Search code examples
plotscipyhierarchical-clusteringlinkagedendrogram

Relation between dendrogram plot coordinates and ClusterNodes in scipy


I'm looking for a way to get the coordinates of a cluster point in the dendrogram plot based on its ClusterNode return by to_tree.

Using scipy to build a dendogram from data such as:

X = data
Y = pdist(X)
Z = linkage(Y)
dend = dendrogram(Z)
rootnode, nodesList = to_tree(Z, rd=True)

What I would like to do is build a function get_coords(somClusterNode) that would return the tuple (x, y) specifying the position of the node in the plot.

Thanks to this answer, I managed to figure out how to get the position from the dendrogram return values, such as:

i, d = list(zip(dend['icoord'], dend['dcoord']))[-1]
x = 0.5 * sum(i[1:3])
y = d[1]
plt.plot(x, y, 'ro')

But I can figure out a relation between the nodesList ordering and the icoord/dcoord ordering in order to map one to the other.

Do you have any idea where I could look for ?

Thanks for your help !


Solution

  • Each dendrogram maps to only one tree of ClusterNodes, but any tree of ClusterNodes could map to an infinite number of dendrograms. Hence your mapping from node ID to (x,y) positions should probably just be another field in your dendrogram data structure instead of being a function of a ClusterNode. Instead of defining a function get_coords, I hence appends a dictionary to dend that maps node IDs to (x,y) coordinates.

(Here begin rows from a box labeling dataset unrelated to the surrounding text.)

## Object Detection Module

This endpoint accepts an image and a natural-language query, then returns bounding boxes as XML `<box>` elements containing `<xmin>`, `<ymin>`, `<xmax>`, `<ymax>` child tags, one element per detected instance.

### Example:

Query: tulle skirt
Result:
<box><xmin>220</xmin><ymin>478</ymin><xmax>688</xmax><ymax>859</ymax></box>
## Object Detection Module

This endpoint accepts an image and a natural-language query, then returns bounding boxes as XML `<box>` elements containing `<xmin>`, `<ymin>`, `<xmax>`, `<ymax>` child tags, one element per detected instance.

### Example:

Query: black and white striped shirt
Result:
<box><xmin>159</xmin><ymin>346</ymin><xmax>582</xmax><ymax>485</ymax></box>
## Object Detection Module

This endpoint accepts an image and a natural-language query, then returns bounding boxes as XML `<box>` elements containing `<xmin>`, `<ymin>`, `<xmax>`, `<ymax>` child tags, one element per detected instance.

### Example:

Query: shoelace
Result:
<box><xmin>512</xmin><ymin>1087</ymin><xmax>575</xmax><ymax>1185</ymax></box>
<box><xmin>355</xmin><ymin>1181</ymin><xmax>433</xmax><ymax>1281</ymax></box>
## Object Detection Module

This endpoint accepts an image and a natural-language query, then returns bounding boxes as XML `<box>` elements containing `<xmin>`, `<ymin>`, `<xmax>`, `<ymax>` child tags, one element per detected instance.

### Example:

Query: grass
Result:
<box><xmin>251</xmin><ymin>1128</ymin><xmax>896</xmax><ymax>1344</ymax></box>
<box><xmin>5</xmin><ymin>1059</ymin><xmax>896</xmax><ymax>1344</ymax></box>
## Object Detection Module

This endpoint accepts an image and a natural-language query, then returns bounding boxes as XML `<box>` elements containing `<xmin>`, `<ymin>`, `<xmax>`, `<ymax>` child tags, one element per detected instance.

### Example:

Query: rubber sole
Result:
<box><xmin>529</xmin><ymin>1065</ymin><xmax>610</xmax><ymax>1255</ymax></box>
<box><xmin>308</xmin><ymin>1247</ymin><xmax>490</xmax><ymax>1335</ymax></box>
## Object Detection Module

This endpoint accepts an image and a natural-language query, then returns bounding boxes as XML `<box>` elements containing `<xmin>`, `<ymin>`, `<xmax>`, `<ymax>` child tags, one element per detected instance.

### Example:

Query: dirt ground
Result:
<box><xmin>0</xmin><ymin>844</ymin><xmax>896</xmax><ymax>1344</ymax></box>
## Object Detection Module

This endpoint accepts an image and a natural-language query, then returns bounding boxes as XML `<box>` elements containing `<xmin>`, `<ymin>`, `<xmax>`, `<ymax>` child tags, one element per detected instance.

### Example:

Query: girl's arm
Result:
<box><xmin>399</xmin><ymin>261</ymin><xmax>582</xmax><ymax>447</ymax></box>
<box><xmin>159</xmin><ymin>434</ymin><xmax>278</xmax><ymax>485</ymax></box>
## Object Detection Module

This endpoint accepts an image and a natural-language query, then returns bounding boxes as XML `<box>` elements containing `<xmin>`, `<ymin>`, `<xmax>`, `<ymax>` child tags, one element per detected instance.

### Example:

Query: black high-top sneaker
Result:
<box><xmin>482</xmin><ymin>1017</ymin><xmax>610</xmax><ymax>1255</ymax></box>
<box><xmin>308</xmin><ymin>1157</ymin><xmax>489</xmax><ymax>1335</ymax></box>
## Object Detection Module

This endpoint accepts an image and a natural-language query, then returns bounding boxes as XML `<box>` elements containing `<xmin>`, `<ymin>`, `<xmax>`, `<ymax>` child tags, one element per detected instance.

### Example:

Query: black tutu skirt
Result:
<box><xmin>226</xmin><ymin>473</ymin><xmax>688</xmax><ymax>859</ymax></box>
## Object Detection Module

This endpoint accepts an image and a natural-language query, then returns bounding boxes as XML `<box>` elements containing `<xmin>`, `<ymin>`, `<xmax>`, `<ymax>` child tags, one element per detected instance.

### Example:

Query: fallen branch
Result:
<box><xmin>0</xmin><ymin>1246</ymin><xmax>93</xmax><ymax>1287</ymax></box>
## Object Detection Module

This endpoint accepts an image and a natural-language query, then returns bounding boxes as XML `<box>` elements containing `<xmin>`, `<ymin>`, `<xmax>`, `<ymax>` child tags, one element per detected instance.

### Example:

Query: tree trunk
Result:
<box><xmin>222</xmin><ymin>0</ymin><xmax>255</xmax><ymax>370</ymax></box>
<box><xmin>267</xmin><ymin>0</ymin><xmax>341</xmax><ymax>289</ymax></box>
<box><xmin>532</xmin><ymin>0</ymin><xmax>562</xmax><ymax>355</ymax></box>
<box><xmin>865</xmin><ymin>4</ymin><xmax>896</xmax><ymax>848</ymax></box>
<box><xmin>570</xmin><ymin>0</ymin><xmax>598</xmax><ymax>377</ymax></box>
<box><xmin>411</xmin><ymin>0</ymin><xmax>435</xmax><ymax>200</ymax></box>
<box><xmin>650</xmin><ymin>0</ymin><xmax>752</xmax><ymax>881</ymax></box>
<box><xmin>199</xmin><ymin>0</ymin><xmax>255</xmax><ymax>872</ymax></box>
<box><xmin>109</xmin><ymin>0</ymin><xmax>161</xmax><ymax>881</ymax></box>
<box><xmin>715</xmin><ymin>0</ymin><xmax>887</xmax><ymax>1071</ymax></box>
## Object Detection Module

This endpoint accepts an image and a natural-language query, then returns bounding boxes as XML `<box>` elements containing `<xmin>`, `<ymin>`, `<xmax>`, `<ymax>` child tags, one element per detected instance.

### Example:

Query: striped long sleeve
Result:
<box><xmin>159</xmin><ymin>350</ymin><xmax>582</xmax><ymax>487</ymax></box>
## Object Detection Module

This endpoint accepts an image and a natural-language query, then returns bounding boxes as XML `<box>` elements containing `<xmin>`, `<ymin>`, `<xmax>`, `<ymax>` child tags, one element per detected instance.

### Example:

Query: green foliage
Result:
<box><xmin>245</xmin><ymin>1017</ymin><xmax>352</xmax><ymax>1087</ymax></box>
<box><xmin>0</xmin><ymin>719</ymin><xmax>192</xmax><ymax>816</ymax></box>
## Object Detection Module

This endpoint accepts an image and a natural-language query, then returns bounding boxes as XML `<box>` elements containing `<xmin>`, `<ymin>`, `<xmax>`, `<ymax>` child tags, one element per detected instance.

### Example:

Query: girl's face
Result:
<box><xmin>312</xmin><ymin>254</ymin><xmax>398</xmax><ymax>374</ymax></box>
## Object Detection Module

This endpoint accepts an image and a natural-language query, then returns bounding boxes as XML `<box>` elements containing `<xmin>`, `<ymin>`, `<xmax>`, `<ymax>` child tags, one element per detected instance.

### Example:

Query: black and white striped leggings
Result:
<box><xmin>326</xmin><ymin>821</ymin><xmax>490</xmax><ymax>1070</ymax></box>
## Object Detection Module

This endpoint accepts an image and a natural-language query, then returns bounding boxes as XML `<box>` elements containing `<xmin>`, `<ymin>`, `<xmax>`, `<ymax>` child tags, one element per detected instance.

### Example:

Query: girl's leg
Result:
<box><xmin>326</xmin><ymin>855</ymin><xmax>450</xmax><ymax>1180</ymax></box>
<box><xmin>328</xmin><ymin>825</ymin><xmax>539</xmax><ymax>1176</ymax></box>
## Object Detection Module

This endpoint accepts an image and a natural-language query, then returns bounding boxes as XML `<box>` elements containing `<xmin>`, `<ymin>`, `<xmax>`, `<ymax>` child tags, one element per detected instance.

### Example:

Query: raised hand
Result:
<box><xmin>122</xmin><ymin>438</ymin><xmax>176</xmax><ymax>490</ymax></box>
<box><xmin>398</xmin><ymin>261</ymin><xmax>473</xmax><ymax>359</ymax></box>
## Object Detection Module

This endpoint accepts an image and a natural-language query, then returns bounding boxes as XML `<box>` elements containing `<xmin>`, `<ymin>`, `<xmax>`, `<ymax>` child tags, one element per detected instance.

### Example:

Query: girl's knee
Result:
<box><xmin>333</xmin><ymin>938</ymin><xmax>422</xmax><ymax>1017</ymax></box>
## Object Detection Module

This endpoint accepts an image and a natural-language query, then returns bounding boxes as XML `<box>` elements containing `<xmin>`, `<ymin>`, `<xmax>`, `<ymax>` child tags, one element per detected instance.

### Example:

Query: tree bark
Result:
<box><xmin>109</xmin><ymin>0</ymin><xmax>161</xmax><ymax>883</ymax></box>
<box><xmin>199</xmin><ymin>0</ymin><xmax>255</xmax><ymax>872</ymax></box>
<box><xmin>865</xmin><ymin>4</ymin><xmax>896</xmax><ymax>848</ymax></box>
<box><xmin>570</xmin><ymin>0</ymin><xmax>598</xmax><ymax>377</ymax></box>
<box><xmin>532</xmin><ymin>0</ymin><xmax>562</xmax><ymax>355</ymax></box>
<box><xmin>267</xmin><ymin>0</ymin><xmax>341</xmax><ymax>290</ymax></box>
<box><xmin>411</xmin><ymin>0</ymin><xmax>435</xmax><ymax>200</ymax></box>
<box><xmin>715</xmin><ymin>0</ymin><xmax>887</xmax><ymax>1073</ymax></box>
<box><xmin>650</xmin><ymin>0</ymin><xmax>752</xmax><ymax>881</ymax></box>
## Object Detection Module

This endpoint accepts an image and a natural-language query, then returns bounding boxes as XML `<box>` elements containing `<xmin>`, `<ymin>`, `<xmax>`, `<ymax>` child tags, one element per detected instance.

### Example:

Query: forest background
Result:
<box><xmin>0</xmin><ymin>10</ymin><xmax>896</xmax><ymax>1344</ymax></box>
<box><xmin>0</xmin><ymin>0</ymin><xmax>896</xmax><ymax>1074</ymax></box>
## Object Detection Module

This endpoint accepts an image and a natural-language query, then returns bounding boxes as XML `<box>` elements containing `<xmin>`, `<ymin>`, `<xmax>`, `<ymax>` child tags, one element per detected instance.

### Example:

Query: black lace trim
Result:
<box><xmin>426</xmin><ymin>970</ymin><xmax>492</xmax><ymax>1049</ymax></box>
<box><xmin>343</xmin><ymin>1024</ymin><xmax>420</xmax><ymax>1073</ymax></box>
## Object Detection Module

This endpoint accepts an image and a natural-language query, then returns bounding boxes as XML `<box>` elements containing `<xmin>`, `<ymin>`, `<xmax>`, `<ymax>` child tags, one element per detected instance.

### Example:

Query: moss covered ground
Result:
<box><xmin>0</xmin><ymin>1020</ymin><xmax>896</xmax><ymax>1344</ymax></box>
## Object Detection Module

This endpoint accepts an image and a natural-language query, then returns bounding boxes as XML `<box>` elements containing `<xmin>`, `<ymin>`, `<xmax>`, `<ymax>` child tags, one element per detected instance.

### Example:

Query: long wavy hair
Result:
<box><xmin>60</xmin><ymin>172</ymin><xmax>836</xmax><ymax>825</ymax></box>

You can access the positions with

    x,y = dend['node_id_to_coord'][node_id] # node_id is an integer as returned by ClusterNode.id
    

    Code:

    import numpy as np
    import matplotlib.pyplot as plt
    from scipy.cluster.hierarchy import linkage, dendrogram, to_tree
    from scipy.spatial.distance import pdist
    
    # create some random data
    X = np.random.rand(10, 3)
    
    # get dendrogram
    Z = linkage(pdist(X), method="ward")
    dend = dendrogram(Z)
    
    # ----------------------------------------
    # get leave coordinates, which are at y == 0
    
    def flatten(l):
        return [item for sublist in l for item in sublist]
    X = flatten(dend['icoord'])
    Y = flatten(dend['dcoord'])
    leave_coords = [(x,y) for x,y in zip(X,Y) if y==0]
    
    # in the dendogram data structure,
    # leave ids are listed in ascending order according to their x-coordinate
    order = np.argsort([x for x,y in leave_coords])
    id_to_coord = dict(zip(dend['leaves'], [leave_coords[idx] for idx in order])) # <- main data structure
    
    # ----------------------------------------
    # get coordinates of other nodes
    
    # this should work but doesn't:
    
    # # traverse tree from leaves upwards and populate mapping ID -> (x,y);
    # # use linkage matrix to traverse the tree optimally
    # # (each row in the linkage matrix corresponds to a row in dend['icoord'] and dend['dcoord'])
    # root_node, node_list = to_tree(Z, rd=True)
    # for ii, (X, Y) in enumerate(zip(dend['icoord'], dend['dcoord'])):
    #     x = (X[1] + X[2]) / 2
    #     y = Y[1] # or Y[2]
    #     node_id = ii + len(dend['leaves'])
    #     id_to_coord[node_id] = (x, y)
    
    # so we need to do it the hard way:
    
    # map endpoint of each link to coordinates of parent node
    children_to_parent_coords = dict()
    for i, d in zip(dend['icoord'], dend['dcoord']):
        x = (i[1] + i[2]) / 2
        y = d[1] # or d[2]
        parent_coord = (x, y)
        left_coord = (i[0], d[0])
        right_coord = (i[-1], d[-1])
        children_to_parent_coords[(left_coord, right_coord)] = parent_coord
    
    # traverse tree from leaves upwards and populate mapping ID -> (x,y)
    root_node, node_list = to_tree(Z, rd=True)
    ids_left = range(len(dend['leaves']), len(node_list))
    
    while len(ids_left) > 0:
    
        for ii, node_id in enumerate(ids_left):
            node = node_list[node_id]
            if (node.left.id in id_to_coord) and (node.right.id in id_to_coord):
                left_coord = id_to_coord[node.left.id]
                right_coord = id_to_coord[node.right.id]
                id_to_coord[node_id] = children_to_parent_coords[(left_coord, right_coord)]
    
        ids_left = [node_id for node_id in range(len(node_list)) if not node_id in id_to_coord]
    
    # plot result on top of dendrogram
    ax = plt.gca()
    for node_id, (x, y) in id_to_coord.iteritems():
        if not node_list[node_id].is_leaf():
            ax.plot(x, y, 'ro')
            ax.annotate(str(node_id), (x, y), xytext=(0, -8),
                        textcoords='offset points',
                        va='top', ha='center')
    
    dend['node_id_to_coord'] = id_to_coord
    

    enter image description here